Because, unfortunately, it is everything but simple. Finding a way to overcome thsee challenges, however, is exactly what the ReRoPro project is all about.
It is a collaborative project between University of Southern Denmark, University of Copenhagen, and University of Aalborg with the companies Rockwool, Novo Nordisk, Nordbo Robotics and WellTec as partners aiming to establish a robot database. Now the first and exploratory phase of the project is over, and the researchers are applying for funding to continue their work.
Here, Professor Norbert Krüger from SDU Robotics explains why it is worth paying attention to.
Okay, Norbert, what is ReRoPro about?
It is about reusing robot data to improve production processes, but also to find new robot solutions in shorter timer. That is a big problem, in particular for SMEs (Small and Medium sized Enterprises, ed.): It takes a lot of time to establish an assembly solution. You always need to start from scratch. But if you could make efficient use of data from earlier robot solutions, you could set up new solutions faster and cheaper. The problem is that this data is in the head of people. It is not digitalized. Until now.
Basically, you want to make a search tool in a . Some kind of ‘Robot Google’?
Yes. The idea is that when you have a certain task that you want to automate, you can type in some keywords and the information from earlier similar productions is displayed to you. Right now, there are no established structures for the reuse of data within robotics, not even within companies.
Why is that?
Because robot data is complex. In other fields, like computer vision, big databases and neural networks are very successful, because the data is homogenous. It’s images, for instance. But within robotics you have all sorts of different data; you have images, trajectories, force vectors, information on different materials, CAD-files, and so on.
This is one of the challenges. But we also need to make an interface that is intuitive so that it is easy to sort out the information you need from the information you do not need. Another challenge is once you have the right data, how do you reuse it for your specific task?
Could you say that is a problem for robotics as a whole? There is no standardized way of organizing data?
Yes.
But do companies really want to share their robot data in a huge database that other companies, competitors as well, have access to?
That is yet another challenge. It is kind of contradictory. One the one hand, the more data that is available in the database, the more powerful it would be and the more use of it companies would have. But, on the hand, it is valuable and sensitive knowledge for the companies and obviously, they are reluctant to make that accessible.
There are different ways to go about that. One solution could be that we only develop a database structure that can be used by companies to reuse data within their own organization. Alternatively, we could make a system where the sensitive details are hidden, but where the data is still valuable for others.

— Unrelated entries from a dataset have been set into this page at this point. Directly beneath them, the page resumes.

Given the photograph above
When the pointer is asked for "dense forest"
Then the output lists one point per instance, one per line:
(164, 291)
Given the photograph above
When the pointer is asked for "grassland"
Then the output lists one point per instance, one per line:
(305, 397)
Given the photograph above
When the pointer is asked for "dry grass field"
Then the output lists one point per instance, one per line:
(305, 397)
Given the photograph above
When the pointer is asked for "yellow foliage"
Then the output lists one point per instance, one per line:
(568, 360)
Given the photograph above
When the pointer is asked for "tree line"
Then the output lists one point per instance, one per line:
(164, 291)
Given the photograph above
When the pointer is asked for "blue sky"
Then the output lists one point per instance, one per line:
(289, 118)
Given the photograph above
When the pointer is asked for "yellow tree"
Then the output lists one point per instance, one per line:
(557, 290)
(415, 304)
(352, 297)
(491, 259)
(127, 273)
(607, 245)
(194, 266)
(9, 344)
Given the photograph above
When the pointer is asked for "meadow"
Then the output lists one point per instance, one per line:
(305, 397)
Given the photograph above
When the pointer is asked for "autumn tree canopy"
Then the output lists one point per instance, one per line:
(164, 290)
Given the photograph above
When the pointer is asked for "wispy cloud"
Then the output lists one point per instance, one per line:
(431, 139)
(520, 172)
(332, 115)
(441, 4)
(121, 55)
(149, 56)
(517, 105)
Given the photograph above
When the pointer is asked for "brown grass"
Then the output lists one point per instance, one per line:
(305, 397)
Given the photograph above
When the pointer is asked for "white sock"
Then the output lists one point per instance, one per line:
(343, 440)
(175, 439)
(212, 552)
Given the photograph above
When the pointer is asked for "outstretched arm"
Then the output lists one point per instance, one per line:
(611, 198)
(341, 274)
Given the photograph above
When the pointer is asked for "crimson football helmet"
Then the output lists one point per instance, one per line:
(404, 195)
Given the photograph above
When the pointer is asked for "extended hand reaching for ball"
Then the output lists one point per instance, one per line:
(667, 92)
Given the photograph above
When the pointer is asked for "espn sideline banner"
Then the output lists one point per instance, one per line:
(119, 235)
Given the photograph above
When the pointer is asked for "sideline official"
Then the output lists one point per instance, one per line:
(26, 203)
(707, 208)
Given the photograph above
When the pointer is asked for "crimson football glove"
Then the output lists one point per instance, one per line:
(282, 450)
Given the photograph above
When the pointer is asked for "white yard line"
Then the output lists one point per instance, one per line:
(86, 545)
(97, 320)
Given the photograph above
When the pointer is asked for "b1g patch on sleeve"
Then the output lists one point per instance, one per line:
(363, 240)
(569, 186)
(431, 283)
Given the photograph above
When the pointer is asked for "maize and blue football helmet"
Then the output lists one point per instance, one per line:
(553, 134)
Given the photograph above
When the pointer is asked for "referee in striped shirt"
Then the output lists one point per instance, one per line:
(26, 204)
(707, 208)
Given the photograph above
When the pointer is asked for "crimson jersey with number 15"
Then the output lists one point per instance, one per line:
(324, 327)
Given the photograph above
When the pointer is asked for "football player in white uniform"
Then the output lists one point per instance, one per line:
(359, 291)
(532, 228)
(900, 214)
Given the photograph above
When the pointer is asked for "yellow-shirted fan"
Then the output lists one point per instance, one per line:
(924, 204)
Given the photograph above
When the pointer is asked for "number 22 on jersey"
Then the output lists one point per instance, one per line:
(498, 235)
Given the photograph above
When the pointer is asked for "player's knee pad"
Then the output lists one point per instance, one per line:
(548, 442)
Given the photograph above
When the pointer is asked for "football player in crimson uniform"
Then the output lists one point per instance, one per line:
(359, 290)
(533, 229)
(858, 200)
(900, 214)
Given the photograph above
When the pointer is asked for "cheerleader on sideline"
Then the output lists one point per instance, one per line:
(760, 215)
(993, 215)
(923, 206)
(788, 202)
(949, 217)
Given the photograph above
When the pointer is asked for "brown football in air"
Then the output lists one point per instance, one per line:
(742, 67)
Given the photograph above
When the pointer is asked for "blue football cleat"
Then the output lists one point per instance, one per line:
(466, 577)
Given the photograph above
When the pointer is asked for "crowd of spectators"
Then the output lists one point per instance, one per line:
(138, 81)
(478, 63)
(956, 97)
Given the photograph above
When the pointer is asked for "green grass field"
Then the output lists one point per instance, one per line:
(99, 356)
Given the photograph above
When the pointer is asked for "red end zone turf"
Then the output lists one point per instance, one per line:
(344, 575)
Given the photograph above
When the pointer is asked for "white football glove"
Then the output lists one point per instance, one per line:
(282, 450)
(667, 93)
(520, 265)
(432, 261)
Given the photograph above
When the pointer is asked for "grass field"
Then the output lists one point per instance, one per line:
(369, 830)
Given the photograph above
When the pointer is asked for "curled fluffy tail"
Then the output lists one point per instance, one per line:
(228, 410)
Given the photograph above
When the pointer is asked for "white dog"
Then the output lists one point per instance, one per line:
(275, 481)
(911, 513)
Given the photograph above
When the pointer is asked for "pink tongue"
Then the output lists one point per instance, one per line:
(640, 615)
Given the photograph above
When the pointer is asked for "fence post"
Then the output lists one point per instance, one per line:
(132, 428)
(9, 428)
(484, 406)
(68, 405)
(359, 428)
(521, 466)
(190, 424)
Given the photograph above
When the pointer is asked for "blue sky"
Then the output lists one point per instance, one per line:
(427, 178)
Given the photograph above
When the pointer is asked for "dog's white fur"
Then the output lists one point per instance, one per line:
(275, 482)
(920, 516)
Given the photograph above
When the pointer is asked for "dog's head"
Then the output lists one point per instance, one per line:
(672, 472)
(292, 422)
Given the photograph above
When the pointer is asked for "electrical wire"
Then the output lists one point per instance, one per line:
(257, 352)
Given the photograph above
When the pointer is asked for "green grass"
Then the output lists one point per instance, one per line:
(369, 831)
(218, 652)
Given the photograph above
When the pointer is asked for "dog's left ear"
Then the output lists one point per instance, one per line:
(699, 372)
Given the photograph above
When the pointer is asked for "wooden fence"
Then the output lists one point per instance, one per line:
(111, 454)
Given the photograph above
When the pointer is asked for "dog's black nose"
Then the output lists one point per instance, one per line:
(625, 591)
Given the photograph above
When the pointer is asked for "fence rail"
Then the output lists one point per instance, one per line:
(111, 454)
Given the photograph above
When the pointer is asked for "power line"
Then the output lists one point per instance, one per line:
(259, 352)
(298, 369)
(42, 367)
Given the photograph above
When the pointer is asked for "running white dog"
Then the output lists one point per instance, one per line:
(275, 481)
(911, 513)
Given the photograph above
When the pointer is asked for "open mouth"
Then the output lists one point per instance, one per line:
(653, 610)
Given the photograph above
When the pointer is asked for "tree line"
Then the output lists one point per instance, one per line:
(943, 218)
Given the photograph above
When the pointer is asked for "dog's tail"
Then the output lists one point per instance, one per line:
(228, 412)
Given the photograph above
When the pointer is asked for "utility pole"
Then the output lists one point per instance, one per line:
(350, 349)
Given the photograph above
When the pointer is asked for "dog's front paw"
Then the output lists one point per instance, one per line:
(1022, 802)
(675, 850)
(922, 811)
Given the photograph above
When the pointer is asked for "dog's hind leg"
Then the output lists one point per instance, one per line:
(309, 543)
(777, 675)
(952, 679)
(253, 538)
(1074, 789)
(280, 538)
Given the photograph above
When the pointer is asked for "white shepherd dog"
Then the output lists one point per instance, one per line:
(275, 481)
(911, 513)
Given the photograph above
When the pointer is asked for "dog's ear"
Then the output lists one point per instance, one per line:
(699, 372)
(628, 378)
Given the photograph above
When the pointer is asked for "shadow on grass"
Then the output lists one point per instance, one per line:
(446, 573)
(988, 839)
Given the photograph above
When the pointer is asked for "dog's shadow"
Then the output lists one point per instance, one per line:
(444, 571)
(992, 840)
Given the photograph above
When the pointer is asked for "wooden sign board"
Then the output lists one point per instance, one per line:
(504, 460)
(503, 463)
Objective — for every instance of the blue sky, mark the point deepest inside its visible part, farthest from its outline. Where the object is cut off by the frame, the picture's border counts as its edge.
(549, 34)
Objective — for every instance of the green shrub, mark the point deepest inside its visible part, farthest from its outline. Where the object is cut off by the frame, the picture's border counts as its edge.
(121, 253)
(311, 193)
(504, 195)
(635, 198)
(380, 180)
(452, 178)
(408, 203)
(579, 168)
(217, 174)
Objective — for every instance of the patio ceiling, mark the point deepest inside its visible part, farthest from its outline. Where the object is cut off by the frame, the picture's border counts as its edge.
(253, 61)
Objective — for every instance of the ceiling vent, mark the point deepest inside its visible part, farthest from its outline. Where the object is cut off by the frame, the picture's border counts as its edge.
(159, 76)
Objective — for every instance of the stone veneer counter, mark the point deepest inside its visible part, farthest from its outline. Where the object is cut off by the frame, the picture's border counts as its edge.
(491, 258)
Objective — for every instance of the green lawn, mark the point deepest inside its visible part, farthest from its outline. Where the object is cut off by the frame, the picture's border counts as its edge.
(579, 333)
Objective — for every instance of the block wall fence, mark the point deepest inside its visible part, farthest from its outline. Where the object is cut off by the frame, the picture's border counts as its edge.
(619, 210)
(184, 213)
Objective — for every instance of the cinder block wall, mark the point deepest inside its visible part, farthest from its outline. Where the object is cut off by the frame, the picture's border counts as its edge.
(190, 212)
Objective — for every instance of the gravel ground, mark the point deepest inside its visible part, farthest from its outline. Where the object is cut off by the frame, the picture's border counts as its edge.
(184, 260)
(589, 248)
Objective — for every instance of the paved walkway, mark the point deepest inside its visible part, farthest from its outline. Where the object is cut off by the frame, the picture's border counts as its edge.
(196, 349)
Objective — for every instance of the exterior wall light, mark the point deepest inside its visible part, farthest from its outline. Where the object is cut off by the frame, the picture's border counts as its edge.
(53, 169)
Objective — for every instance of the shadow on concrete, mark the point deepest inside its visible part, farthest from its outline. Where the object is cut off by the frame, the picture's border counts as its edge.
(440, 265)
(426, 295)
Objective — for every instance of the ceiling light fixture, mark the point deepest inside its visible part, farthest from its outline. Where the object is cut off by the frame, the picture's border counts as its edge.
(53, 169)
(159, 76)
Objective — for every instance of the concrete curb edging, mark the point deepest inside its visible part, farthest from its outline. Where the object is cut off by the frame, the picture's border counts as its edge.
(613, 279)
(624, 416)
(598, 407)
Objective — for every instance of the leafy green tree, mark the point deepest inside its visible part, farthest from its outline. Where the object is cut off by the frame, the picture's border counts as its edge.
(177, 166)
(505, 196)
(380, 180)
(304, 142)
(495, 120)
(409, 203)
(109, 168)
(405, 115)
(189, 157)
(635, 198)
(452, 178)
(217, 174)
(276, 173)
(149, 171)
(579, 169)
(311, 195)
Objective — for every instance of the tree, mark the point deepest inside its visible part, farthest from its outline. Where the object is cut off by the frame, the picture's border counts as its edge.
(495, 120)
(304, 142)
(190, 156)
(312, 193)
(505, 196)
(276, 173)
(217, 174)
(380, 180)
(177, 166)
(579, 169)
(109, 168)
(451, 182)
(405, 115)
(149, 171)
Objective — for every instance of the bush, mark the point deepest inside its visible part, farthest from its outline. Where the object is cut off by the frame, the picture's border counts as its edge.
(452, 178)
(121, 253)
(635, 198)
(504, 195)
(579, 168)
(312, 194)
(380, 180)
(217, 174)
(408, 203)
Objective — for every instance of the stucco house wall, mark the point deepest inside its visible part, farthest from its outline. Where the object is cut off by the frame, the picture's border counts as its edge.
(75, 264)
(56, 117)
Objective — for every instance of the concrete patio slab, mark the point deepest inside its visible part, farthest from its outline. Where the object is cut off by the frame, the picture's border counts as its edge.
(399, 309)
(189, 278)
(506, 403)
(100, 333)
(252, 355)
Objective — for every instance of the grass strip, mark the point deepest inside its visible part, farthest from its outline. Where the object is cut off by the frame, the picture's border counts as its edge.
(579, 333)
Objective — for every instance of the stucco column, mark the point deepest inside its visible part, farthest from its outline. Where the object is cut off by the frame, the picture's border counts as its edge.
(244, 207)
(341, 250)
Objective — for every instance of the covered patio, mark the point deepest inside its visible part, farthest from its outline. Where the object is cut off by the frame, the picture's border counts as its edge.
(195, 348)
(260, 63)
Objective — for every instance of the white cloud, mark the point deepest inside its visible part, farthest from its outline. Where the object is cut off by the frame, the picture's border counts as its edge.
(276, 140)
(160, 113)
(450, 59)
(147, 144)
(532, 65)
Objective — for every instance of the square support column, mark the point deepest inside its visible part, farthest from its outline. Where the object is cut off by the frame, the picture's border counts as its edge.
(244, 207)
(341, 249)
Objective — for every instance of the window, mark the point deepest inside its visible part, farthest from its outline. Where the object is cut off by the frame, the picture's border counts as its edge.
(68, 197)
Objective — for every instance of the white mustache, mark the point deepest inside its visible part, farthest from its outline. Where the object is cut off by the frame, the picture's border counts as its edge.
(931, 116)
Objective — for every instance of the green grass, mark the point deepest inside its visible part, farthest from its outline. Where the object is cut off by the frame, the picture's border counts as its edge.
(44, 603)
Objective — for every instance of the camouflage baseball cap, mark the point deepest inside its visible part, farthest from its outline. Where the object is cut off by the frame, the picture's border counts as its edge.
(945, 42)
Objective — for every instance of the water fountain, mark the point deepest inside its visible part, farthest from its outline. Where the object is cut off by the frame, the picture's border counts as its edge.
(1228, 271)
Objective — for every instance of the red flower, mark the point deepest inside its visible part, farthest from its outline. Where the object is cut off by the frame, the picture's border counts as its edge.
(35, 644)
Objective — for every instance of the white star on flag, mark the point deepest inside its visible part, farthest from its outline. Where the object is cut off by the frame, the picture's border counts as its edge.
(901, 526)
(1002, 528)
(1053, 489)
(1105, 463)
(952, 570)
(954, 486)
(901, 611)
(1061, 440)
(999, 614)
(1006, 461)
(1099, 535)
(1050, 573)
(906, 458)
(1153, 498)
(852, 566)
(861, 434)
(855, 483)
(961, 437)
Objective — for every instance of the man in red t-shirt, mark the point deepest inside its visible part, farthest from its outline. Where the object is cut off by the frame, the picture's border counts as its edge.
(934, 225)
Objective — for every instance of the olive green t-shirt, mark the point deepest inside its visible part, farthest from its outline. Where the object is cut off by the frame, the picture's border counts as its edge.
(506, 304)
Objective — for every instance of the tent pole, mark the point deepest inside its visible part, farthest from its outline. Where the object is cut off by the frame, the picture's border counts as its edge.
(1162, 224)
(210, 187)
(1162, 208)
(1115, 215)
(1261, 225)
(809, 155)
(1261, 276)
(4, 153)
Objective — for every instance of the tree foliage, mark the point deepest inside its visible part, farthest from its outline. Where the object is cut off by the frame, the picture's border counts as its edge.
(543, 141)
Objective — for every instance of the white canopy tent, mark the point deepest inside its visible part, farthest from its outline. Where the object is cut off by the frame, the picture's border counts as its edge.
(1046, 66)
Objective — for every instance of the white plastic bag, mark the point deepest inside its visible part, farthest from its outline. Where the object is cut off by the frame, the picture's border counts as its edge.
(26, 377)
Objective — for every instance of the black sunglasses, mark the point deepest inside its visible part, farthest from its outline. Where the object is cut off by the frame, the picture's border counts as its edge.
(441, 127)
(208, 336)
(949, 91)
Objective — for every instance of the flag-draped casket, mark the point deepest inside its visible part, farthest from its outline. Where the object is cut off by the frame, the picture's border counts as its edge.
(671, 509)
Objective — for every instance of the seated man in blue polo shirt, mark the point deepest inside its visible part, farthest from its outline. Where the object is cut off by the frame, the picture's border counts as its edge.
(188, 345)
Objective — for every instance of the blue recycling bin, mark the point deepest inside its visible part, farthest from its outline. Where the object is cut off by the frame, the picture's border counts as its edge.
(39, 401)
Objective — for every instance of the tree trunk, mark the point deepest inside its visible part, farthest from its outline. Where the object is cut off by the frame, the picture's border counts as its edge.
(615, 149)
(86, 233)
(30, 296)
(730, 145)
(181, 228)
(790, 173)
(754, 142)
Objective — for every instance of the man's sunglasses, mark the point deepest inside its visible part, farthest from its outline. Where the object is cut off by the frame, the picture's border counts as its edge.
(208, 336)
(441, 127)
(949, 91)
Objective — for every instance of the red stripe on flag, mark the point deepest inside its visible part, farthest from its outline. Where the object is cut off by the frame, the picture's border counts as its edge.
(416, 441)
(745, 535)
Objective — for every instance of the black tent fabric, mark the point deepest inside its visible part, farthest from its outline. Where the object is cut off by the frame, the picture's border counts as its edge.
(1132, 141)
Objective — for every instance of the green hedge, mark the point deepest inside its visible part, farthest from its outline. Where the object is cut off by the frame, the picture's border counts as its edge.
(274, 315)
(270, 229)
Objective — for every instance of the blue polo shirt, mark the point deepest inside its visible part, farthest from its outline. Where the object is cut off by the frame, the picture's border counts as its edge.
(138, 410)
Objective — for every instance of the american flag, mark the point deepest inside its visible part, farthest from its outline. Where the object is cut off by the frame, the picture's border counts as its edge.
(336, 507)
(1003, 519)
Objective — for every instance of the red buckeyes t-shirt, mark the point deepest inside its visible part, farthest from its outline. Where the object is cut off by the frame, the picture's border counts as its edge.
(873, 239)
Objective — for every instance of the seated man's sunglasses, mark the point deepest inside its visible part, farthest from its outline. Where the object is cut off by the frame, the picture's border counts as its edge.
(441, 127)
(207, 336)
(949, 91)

What’s next for the project?
Now – after the ReRoPro project has ended – we have a better understanding of the problem. We have inputs from international experts and from companies. The next step is to apply for funding for establishing software structures that allow for the reuse of data. I am optimistic that one year within the project, we will have something ready that would already be of value to the companies, and then we could build on that.